James Marshall poursuivit la construction de la scierie : « Vers la mi-avril, la scierie a commencé à fonctionner et, après avoir coupé quelques milliers de pieds de bois, a été abandonnée ; car tous les hommes avaient l’intention de chercher de l’or. » John Sutter s’est souvenu plus tard : « Dès que le secret a été éventé, mes ouvriers ont commencé à me quitter, d’abord par petits groupes, puis tous, du commis au cuisinier, et j’étais dans une grande détresse… Quel grand malheur pour moi que cette soudaine découverte d’or ! Elle vient de briser et de ruiner mes durs, agités et laborieux travaux, liés à de nombreux dangers de la vie, car j’ai eu plusieurs échappées de justesse avant de m’établir correctement. »
C’est le début de la ruée vers l’or californienne et, à la fin de 1849, plus de 100 000 personnes de toute l’Amérique sont arrivées à la recherche d’or.

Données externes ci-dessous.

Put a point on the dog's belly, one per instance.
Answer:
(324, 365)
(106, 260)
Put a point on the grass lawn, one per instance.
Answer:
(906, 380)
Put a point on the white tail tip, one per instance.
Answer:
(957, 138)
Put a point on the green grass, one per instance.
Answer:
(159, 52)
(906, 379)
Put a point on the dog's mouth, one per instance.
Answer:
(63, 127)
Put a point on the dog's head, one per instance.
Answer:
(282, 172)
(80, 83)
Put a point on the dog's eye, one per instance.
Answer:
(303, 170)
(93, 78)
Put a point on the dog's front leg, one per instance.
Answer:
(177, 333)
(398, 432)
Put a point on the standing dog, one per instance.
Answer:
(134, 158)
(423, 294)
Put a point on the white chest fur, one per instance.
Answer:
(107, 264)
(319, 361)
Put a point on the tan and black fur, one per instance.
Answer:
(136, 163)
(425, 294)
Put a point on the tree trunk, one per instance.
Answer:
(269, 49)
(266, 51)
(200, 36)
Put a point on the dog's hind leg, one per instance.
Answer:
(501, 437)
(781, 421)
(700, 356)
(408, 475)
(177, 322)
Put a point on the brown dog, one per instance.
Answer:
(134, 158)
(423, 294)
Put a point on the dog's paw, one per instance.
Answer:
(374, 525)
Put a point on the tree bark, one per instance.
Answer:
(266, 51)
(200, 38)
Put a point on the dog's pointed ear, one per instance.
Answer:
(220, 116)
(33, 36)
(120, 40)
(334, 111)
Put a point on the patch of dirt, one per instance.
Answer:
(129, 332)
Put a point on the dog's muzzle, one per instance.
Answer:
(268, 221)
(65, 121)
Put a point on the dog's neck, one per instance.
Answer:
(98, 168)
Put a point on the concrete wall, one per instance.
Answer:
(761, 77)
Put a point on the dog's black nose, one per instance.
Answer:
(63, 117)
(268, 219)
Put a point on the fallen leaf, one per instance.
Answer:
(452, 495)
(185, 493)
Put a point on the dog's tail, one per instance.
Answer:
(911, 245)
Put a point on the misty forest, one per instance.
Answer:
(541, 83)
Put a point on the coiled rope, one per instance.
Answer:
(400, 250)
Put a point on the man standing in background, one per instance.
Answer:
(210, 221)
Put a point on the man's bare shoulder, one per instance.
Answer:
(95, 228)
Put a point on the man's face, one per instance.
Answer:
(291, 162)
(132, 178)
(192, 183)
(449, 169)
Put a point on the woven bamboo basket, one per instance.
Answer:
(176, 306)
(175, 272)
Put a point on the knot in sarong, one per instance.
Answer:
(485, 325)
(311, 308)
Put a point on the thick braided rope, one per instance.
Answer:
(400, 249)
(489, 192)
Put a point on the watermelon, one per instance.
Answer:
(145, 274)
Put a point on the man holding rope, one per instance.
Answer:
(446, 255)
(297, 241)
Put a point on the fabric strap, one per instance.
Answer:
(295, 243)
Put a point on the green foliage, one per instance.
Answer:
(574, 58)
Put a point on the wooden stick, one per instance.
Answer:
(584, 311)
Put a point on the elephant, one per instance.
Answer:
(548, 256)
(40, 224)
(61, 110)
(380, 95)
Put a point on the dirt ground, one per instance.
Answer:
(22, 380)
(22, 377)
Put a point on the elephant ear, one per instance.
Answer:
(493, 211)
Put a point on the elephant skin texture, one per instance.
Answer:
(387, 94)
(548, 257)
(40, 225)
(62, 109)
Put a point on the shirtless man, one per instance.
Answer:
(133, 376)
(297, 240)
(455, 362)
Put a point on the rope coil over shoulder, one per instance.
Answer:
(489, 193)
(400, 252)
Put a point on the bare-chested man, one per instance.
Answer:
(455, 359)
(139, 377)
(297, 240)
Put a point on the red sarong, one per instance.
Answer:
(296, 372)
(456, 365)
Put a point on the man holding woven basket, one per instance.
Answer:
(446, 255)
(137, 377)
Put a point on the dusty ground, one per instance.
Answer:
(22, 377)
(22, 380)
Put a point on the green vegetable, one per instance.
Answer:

William Sherman rapporte : « Déjà les mines d’or commençaient à se faire sentir. De nombreuses personnes campaient alors, certaines allant et d’autres venant, toutes pleines d’histoires d’or, et chacune surpassant l’autre. » Les hommes de Sutter ont également rejoint la ruée vers l’or et il était désormais incapable de protéger ses biens. Ses moutons et son bétail sont volés et ses terres sont occupées par des squatters. En 1852, Sutter fait faillite et ce n’est qu’en 1864 qu’il reçoit une compensation de l’État de Californie.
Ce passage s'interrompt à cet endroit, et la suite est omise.